II. QUESTÃO EM DISCUSSÃO
2. Há duas questões em discussão: (i) definir se há prova suficiente de autoria e materialidade para sustentar a condenação pelos crimes de tráfico de drogas e resistência; (ii) estabelecer se a pena-base foi corretamente fixada, especialmente à luz do art. 42 da Lei 11.343/06.
III. RAZÕES DE DECIDIR
3. A materialidade delitiva resta comprovada por auto de prisão em flagrante, boletim de ocorrência, auto de apreensão e laudos periciais que atestam a natureza e quantidade da droga apreendida.
4.A autoria delitiva é demonstrada por depoimentos firmes, coesos e convergentes dos policiais militares, que presenciaram o arremesso da droga e a resistência do acusado à prisão.
5. Os depoimentos de policiais constituem meio de prova idôneo e suficiente para fundamentar condenação quando harmônicos com o conjunto probatório e submetidos ao contraditório.
6. A versão defensiva, consistente na negativa de posse da droga e na alegação de atuação como "olheiro", não encontra respaldo nas demais provas dos autos.
7. A tipicidade das condutas e a ausência de causas excludentes de ilicitude ou culpabilidade impõem a manutenção da condenação.
8. Na dosimetria da pena do tráfico, a natureza e a quantidade da droga devem ser analisadas conjuntamentecomo vetor único, nos termos do art. 42 da Lei 11.343/06, com preponderância da quantidade.
9. A quantidade de droga apreendida (85,08g de cocaína) não justifica, por si só, a exasperação da pena-base, sendo desproporcional sua elevação com fundamento exclusivo na natureza do entorpecente.
10. Os maus antecedentes do acusado, comprovados por condenações transitadas em julgado, justificam a fixação da pena-base acima do mínimo legal.
11. A compensação parcial entre a atenuante da confissão qualificada e a agravante da reincidência revela-se adequada.

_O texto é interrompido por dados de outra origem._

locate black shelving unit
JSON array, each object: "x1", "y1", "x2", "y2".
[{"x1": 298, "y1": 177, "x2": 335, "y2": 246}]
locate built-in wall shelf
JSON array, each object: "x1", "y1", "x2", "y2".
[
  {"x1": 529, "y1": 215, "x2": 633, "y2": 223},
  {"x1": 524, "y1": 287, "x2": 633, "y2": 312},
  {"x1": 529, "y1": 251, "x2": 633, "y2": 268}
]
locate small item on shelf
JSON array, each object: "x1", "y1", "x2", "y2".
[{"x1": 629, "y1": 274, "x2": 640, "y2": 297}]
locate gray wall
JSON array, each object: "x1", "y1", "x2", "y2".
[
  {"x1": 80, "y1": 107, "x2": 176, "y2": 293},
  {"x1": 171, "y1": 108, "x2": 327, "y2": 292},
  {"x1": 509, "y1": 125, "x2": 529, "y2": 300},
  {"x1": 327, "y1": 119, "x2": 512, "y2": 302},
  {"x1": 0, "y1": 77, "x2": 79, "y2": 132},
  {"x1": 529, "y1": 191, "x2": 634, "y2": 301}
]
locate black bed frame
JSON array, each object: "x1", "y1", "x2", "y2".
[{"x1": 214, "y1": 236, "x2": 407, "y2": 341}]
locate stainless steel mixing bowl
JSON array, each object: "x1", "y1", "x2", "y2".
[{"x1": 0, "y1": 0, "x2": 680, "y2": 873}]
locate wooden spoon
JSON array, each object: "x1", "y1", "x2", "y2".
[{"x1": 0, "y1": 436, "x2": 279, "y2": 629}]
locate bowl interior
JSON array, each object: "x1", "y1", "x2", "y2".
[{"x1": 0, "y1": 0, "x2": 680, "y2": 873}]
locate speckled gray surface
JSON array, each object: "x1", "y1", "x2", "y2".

12. O regime inicial fechado para o crime de tráfico e semiaberto para o crime de resistência mostram-se compatíveis com o quantum da pena e as circunstâncias judiciais.
13. No concurso material, as penas devem ser somadas e cumpridas sucessivamente, iniciando-se pela mais grave.
IV. DISPOSITIVO E TESE
14. Recurso parcialmente provido.
Tese de julgamento:
1. Os depoimentos de policiais militares, quando coerentes e corroborados por outros elementos de prova, são aptos a fundamentar condenação penal.
2. A natureza e a quantidade da droga constituem vetor único na dosimetria da pena, devendo ser analisadas conjuntamente, com preponderância da quantidade.
3. A apreensão de quantidade não expressiva de entorpecente não justifica a exasperação da pena-base apenas em razão da natureza da droga.
4. A existência de maus antecedentes autoriza a fixação da pena-base acima do mínimo legal.
5. No concurso material, as penas de reclusão e detenção devem ser executadas sucessivamente, iniciando-se pela mais grave.
Dispositivos relevantes citados: Lei 11.343/06, art. 33 e art. 42; Código Penal, arts. 33, §§2º e 3º, 69 e 329.
Jurisprudência relevante citada: STJ, AgRg no REsp nº 1.771.679/RS, Rel. Min. Ribeiro Dantas, Quinta Turma, DJe 27/03/2019; STJ, EDcl no REsp nº 2.004.455/PR, Rel. Min. Reynaldo Soares da Fonseca, Terceira Seção, DJEN 12/11/2025.